Candida infections have shown increasing resistance to antifungal drugs in recent years. Drug-resistant Candida was highlighted as a serious threat and C. auris an urgent threat in CDC’s 2019 “Antibiotic Resistance Threats in the United States” [14]. Although we did not include an extrapolation of drug-resistant infections in our national estimates, resistance rates found in 2017, 6% to fluconazole and 2% to echinocandins, correspond to > 1400 fluconazole-resistant and 340 echinocandin-resistant bloodstream infections nationally in 2017. The consequences of drug-resistant infections can be severe. Candida is already associated with high mortality rates, and drug-resistant infections may result in even higher mortality, especially when infections are deep-seated or when diagnosis and adequate treatment are delayed [15]. The proportion of Candida infections that are drug resistant is not uniformly distributed. Fluconazole and echinocandin resistance have been reported to be as high as 20%–50% in some facilities, primarily large tertiary care hospitals that provide care for patients with numerous comorbidities and previous antifungal treatment [16, 17]. Prospective monitoring of the burden of drug-resistant infections is important, as echinocandin use may be increasing following the release of 2016 Infectious Diseases Society of America guidelines recommending echinocandins as first-line treatment [18], as well as ongoing spread of multidrug-resistant C. auris infections.

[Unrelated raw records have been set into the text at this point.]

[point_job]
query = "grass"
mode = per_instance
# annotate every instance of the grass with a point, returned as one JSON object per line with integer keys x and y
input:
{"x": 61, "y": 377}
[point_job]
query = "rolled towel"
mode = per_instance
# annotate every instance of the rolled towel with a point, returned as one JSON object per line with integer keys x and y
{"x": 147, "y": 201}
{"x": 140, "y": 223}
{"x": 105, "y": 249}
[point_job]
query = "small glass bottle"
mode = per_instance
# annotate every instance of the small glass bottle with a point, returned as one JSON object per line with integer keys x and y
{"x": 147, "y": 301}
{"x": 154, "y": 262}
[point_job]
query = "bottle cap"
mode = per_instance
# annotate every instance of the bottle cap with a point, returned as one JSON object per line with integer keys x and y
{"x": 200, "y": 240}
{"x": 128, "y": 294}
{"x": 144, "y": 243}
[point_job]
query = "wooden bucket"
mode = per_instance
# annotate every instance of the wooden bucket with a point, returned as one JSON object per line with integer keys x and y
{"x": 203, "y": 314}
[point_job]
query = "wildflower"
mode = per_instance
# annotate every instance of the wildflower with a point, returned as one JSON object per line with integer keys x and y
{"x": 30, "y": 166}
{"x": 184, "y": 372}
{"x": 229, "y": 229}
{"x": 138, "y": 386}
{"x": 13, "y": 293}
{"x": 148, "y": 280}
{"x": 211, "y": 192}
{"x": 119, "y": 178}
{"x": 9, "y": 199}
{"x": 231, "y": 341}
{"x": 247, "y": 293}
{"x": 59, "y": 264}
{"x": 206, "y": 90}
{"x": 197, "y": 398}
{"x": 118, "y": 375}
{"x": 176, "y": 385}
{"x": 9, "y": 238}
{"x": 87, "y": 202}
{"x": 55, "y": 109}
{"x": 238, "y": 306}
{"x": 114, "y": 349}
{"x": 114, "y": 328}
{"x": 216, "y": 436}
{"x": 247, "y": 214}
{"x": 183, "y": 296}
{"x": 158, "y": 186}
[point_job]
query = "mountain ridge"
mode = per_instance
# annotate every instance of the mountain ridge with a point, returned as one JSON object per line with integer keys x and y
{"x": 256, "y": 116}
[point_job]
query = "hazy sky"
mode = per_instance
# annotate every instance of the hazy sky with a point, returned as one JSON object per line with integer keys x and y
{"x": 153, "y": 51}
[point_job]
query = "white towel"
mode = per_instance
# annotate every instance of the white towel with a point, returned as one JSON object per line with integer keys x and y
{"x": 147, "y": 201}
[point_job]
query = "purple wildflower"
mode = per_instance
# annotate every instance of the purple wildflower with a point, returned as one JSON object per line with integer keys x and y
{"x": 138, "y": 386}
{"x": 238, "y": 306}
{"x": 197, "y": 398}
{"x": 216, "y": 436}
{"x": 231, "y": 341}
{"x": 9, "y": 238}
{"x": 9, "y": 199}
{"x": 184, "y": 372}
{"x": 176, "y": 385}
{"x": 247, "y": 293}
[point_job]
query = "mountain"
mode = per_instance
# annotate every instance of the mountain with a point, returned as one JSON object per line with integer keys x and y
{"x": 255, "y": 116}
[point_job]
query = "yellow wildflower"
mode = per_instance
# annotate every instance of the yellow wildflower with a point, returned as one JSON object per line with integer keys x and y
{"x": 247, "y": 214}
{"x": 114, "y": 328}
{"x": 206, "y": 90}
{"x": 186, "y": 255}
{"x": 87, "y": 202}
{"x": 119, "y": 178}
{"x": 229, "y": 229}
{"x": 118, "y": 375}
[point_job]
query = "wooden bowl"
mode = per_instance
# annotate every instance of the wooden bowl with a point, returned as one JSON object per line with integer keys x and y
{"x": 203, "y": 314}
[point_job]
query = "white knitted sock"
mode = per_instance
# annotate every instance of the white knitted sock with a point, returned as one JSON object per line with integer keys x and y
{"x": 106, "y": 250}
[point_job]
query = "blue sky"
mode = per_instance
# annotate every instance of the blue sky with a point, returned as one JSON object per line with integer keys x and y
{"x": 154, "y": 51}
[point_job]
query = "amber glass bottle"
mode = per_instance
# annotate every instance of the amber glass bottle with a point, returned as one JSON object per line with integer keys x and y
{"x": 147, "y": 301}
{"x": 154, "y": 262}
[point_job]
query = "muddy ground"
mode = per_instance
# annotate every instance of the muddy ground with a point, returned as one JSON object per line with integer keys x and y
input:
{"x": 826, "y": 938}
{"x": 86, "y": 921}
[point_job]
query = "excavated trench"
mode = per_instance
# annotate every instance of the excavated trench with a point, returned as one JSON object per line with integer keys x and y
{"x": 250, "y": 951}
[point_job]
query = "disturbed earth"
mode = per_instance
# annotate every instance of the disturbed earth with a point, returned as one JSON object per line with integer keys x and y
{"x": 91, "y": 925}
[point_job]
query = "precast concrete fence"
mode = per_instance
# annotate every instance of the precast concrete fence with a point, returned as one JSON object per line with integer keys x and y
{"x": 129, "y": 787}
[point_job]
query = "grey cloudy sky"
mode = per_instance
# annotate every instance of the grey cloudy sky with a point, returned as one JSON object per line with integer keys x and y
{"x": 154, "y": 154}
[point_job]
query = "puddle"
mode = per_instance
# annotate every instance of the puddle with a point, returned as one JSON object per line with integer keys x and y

In this analysis, we found that the burden of candidemia among black individuals was disproportionately high. Thirteen percent of the US population was black in 2017 Census Bureau estimates [19], whereas nearly a quarter of all estimated candidemia cases occurred among black individuals. This racial disparity may result from underlying patient-level factors (eg, differences in underlying health conditions, socioeconomic status, access to medical care, and health-seeking behavior) or due to disparities in the healthcare system itself [20]. Racial disparities have been documented with other healthcare-associated pathogens, including methicillin-resistant Staphylococcus aureus (MRSA) [21]. Investigating and addressing the cause of these disparities will be important in reducing the burden of candidemia.
With regard to geography, previous studies summarizing antimicrobial prescribing consistently show higher rates in the Southeast US [22, 23]. In our study, rates of candidemia were similarly higher in eastern and southern parts of the country, although not statistically different possibly due to small sample size. These findings may be related to underlying risk factors for candidemia not accounted for here (eg, diabetes), broader factors (eg, socioeconomic status, health behaviors), or differences in antibiotic use by region, since broad-spectrum antibiotic use is an independent risk factor for candidemia [24–26]. Our ability to evaluate geographic variation in rates was limited, but this would be an area of interest in future analysis and work.
Because candidemia is not a nationally notifiable condition, we explored multiple data sources from which to measure candidemia burden, including the National Healthcare Surveillance Network (NHSN) and other data sources that utilize International Classification of Diseases (ICD) billing codes. The NHSN is CDC’s national healthcare-associated infection surveillance system that captures central line–associated bloodstream infections (CLABSIs), including those caused by Candida species. Although NHSN captures data from nearly all acute care hospitals in the US, candidemia cases would only be captured from CLABSIs, missing cases occurring in patients without central lines [27]. The Healthcare Utilization Project (HCUP) [28] is a large publicly available database with billing codes for hospital discharges that includes approximately 20% of hospital discharges in the US each year, allowing for national extrapolation and has been used for burden estimation [29, 30]. However, using ICD billing codes to identify people with a condition can be problematic, as these codes are assigned primarily for billing purposes, and discrepancies have been identified between billing codes and actual diagnoses for another fungal pathogen [31]. Furthermore, no single ICD code exists for candidemia. A study of pediatric candidemia determined that the sensitivity of ICD-9 codes for candidemia was 60% [32], making ICD coding data a poor source for burden estimation of candidemia.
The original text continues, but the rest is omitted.